Lawmakers have to eat, too. But when members of the Idaho Legislature are invited to be the guests of one special interest or another, they are often served partisanship as a side dish next to their soup and sandwich.
Such was the case at two different luncheons, where the same topic was on the menu--health-insurance exchanges. The public was charged to attend each meal but legislators ate for free. Depending on your political appetite, you may consider the proposed exchanges as a rational element of the Affordable Care Act or as an evil component of Obamacare and a left-wing overreach into your personal liberty.
Somewhere in the middle is Michael Leavitt, the three-term governor of Utah and former secretary of Health and Human Services under President George W. Bush. Leavitt also served as head of the Environmental Protection Agency.
Leavitt stood before a packed ballroom at Boise's Grove Hotel on Jan. 30, urging scores of legislators to get moving on developing Idaho's own health-care marketplace, rather than have one forced on them by the federal government.
"You have three choices," said Leavitt. "No. 1: fight it and die. No. 2: accept it and maybe, just maybe, you'll get a chance to change it. No. 3: lead it and prosper."

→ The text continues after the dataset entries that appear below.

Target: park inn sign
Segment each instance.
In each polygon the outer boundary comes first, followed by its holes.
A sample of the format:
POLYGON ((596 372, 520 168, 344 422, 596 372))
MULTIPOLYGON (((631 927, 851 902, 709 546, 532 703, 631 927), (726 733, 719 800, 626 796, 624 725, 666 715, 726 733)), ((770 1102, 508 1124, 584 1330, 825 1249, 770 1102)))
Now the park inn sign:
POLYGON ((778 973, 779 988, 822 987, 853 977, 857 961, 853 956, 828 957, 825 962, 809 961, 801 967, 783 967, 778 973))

Leavitt has a vested interest. Putting aside his public service, his family-owned Leavitt Group is now the nation's second-largest privately held insurance brokerage, including its Boise office.
Indeed, as each attendee opened the luncheon program's brochure, tucked inside was a flier that said, "Say no to a federal exchange because the right solution for Idaho is a state exchange."
But the brochures on the tables of yet another luncheon, three days later, had a dramatically different message. The literature urged lawmakers to not only say no to a federal exchange but to say no to any exchange and especially to say no to any so-called Obamacare money.
Gov. C.L. "Butch" Otter is the first to tell anyone that he's not a fan of Obamacare, but he was also one of the first to take Obamacare money, proudly proclaiming in September 2011 that the state would grab $30.9 million in a federal grant to help begin setting up a health care exchange.
"Your government has erred," John Graham of the Pacific Research Institute told legislators at a Feb. 2 gathering sponsored by the Idaho Freedom Foundation at Beside Bardenay. "And you need to tell your governor to send that money back immediately."
The majority of the room applauded.
"OK, I guess I'm done," said Graham, who was apparently joking because he spoke for the next 30 minutes.
Graham made point after point, attempting to scare lawmakers of what he termed to be the impending doom attached to an exchange.
"If you take this money, it weakens your constitutional lawsuit," said Graham, referring to the 26-state challenge to the Affordable Care Act, which will be argued before the U.S. Supreme Court on Monday, March 26.
If Graham was the right hook in the Freedom Foundation's one-two punch against Obamacare, the upper cut was delivered by Christie Herrera from the American Legislative Exchange Council, a coalition of 2,000 state lawmakers from across the nation who oppose the federally mandated health exchanges. Huston Sen. Patti Anne Lodge is the Idaho State Chair for ALEC.
Herrera had even done the lawmakers what she considered a huge favor by writing a boilerplate resolution opposing the exchanges. The two-and-a-half page handout even included all of the necessary "whereases" and "therefores." All a legislator need do was follow the instructions that said "insert state."
Before heading back to the Statehouse, a number of the lawmakers grabbed Herrera's other handout, a neatly bound 24-page "State Legislators' Guide to Repealing Obamacare."